M. Peter Birney: La présence de pêcheurs sur l'eau a toutefois un effet dissuasif.

Je me permets de vous rappeler par ailleurs que les membres des Premières nations protègent l'environnement. Nous sommes les premiers à l'avoir protégé. Pour en revenir à ces chiffres, je ne sais pas d'où ils viennent ni comment ils ont été obtenus. Nous sommes tous d'accord sur le fait que le braconnage est une industrie florissante dans le secteur de la pêche du homard mais j'estime qu'il est injuste de le mettre sur le compte de la pêche de subsistance autochtone.

M. Peter Stoffer: Ce n'est pas cela. Ce n'est pas qu'un groupe qui est concerné. Tous les groupes sont concernés.

M. Peter Birney: Oui, tous les groupes sont concernés.

Le président: Merci, monsieur Stoffer.

Allez-y, monsieur Bear.

Le chef Arthur Bear: Je voudrais faire quelques commentaires.

Nous ne voulons pas être tenus à l'écart de la pêche du homard. Je suppose que nous sommes dans le même cas que toutes les autres Premières nations. C'est un type de pêche dans lequel nous n'avons pas d'expérience. Vous avez d'ailleurs entendu le témoignage des représentants de la bande de Big Cove. Les membres de cette bande ont de l'expérience dans ce genre de pêche. Ils savent à quelles périodes il faut éviter de pêcher le homard, parce qu'il mue par exemple. Je pense que nous adopterons la même attitude. Quand nous avons appris, grâce à la décision Marshall, que nous pouvions pêcher toute l'année, nous avons pensé à la conservation. Nous ne tenons pas à détruire les stocks.

Plusieurs de nos membres pêchent en plongée. Nous utilisons cette technique de pêche pour diverses espèces comme le pétoncle. C'est de la pêche de subsistance. Nous limitons cependant toujours nos prises. Nous ne nous laissons pas aveugler par l'appât du gain. C'est une chose dont je suis sûr, en ce qui concerne notre Première nation du moins. Je ne pense pas que nous mettrions la pêche du homard en péril si elle était ouverte toute l'année. Je sais que des mesures de conservation sont nécessaires, mais jusqu'à ce que...

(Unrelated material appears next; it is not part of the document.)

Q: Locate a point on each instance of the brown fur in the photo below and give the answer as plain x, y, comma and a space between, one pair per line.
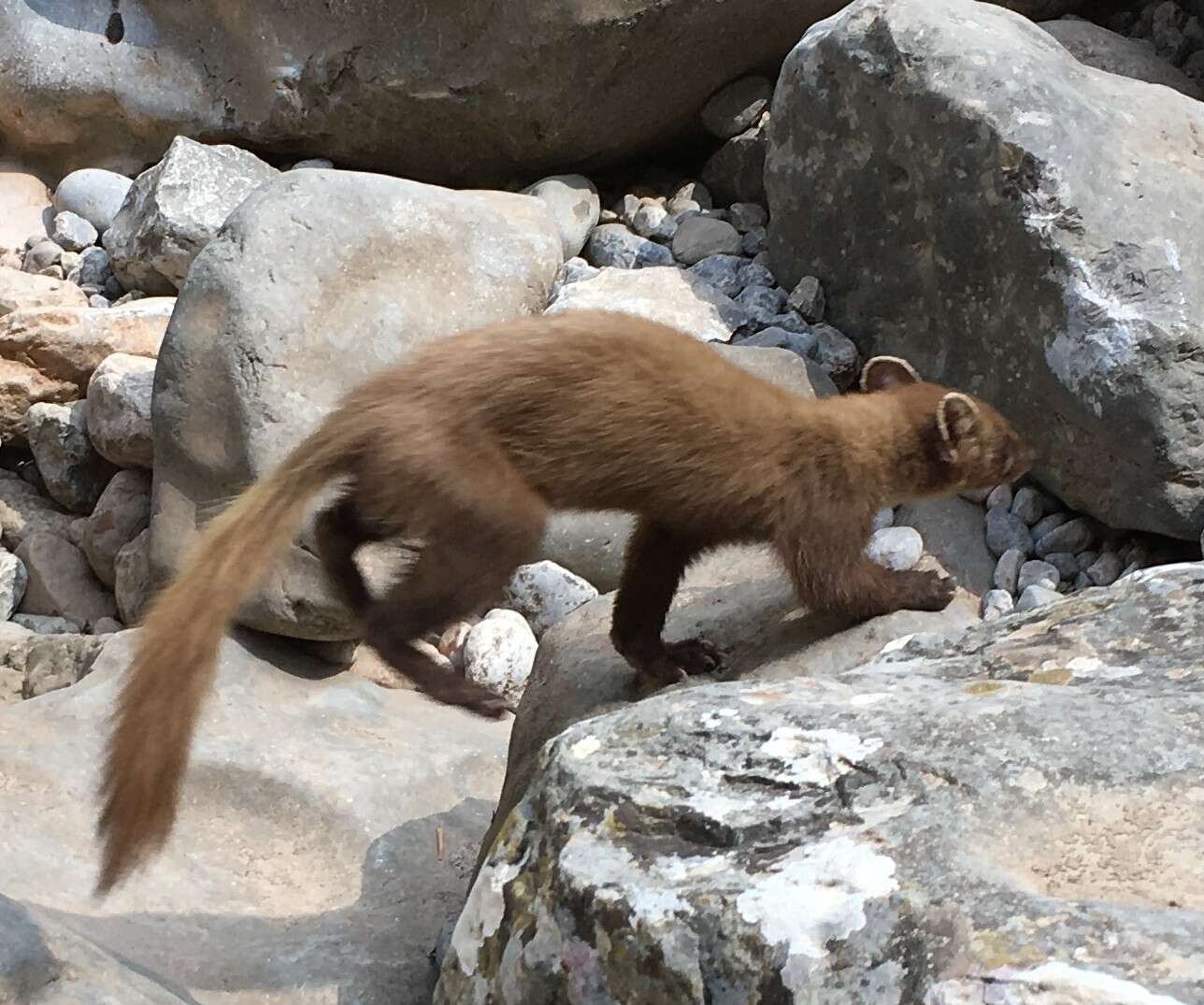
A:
475, 439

Permettez-moi de signaler brièvement que c'est ce qui s'est passé dans le cas du saumon. On nous a interdit l'accès à la rivière. Nous respectons cette interdiction parce que nous savons que le saumon a disparu. Nous voulons que nous enfants puissent voir du saumon. C'est pourquoi nous avons signé ces accords. Personnellement, je ne suis pas particulièrement enthousiaste au sujet de ces accords, mais ils créent de l'emploi pour 10 semaines pour les membres de notre collectivité.

En résumé, nous sommes de fervents protecteurs de la nature et nous nous efforcerons de le rester.

Merci.

M. Peter Stoffer: Merci.

Le président: Je vous remercie, messieurs.

• 1625

Les derniers témoins sont des représentants de la Commission des droits de l'homme des Nations Unies. Il s'agit de Charles Bernard fils, ambassadeur pour les Micmacs, de Charles Marble, pêcheur et de Charles Bernard, pêcheur.

M. Charles Bernard fils (ambassadeur micmac auprès de la Commission des droits de l'homme des Nations Unies): Monsieur le président, mesdames et messieurs, je sais que votre temps est limité. J'apprécie votre invitation et je ferai de mon mieux pour être bref.

Je vous ai fait distribuer un document. C'est notre mémoire mais je laisserai parler mon coeur, comme mes aînés me l'ont enseigné.

Depuis 1986, je représente mon peuple dans diverses réunions, que ce soit à Genève ou à New York. Après que le premier jugement de la Cour suprême eut été rendu, c'est-à-dire après 1985, j'ai été formé par le grand chef Donald Marshall, père de la personne impliquée dans cette affaire, Donald Marshall fils.

J'ai rédigé quelques notes que je consulterai à titre de référence.

D'après le témoignage de mes anciens—et c'est ainsi que j'ai appris ce que je sais—, ces traités ne sont pas là sans raison. Il y a une raison pour laquelle on négocie ces traités. Le mémoire que je présente porte sur l'indemnisation. La première recommandation que j'aurais à faire à ce sujet est qu'il convient d'indemniser notre peuple pour l'avoir empêché d'exercer ce droit à compter du jour où la décision de 1999 a été rendue.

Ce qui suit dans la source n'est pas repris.